Anyway, that was data collection.
Step 2: Data Preprocessing
We chose only to look at posts with text content (so we ignored shared links, photos, videos, etc.) We also only considered posts less than 1000 characters long, and which had more than 11 non-like reacts.
Step 3: Modelling
We spent most of Saturday doing preprocessing, and then eventually realized we still had to actually build a model. We started off by trying a random forest regression with bag of words. Results were not great.
After tweaking the hyperparameters around a bit, it became clear results weren't improving.
That's when we took the leap to using
doc2vec to generate sentence embeddings.
This meant that, instead of just using word frequency, we used a much more complex model to encode
posts which took into account word order.
This yielded much better results, especially after I also normalized the target output.
Step 4: Building the Extension
At this point, it was the morning of demos, and while we had a halfway decent model, the chrome extension was non-existent.
So came the mad scramble, in which I was literally writing code as we walked to the IM building. I wrote a small Flask API backend, which the Chrome extension was supposed to call.
We ran into a roadblock, where cross origin requests were forbidden. I tried to overcome this
by editing my
/etc/hosts file to redirect some ancillary Facebook domain to
almost worked, except Facebook also expected https-only requests, so I was stuck with having
to do the correct thing of using Chrome's messaging protocol.
By this point, I'm writing the code while we are standing at our demo table.
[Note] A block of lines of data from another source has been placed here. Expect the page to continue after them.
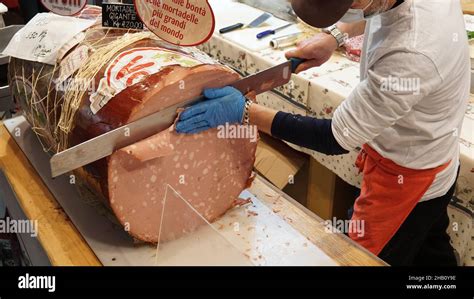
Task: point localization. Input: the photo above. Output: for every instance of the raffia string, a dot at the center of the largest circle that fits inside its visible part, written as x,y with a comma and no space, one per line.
85,76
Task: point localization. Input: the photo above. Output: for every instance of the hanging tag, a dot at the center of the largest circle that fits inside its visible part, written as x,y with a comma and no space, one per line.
64,7
180,22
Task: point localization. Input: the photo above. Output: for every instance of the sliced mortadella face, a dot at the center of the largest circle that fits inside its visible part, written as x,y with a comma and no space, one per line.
208,172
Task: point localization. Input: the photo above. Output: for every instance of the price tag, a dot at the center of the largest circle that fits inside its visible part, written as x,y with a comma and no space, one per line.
120,16
180,22
64,7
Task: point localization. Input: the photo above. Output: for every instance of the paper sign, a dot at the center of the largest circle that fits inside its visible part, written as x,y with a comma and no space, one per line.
180,22
64,7
44,36
120,16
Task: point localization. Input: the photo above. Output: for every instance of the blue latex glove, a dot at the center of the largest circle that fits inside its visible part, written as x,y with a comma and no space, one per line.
221,106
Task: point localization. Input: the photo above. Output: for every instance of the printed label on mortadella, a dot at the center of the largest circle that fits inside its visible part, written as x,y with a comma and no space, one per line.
180,22
133,66
65,7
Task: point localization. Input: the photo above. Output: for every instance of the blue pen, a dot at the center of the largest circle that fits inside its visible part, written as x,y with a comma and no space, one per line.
273,31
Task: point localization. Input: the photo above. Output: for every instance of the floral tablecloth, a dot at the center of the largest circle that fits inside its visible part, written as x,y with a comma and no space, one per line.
318,92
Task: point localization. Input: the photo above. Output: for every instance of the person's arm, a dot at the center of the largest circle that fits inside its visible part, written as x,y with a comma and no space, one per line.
318,49
227,105
308,132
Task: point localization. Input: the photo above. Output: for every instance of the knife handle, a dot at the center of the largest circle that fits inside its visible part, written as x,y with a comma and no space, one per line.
265,33
231,28
295,63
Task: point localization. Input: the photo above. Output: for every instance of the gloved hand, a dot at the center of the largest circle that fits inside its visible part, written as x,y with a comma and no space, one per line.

It turned out to actually be super easy to use the messaging protocol, but that didn't stop me from screwing up 11 times before I finally got everything working.
This was me when I finally got the Chrome extension to work.
Unfortunately, I have no screenshots of the actual app working, but if you want to run the janky code for yourself, it's all open source on Github.
I learned a lot through this hackathon. It was the first hackathon project that I did with a heavy data science workflow.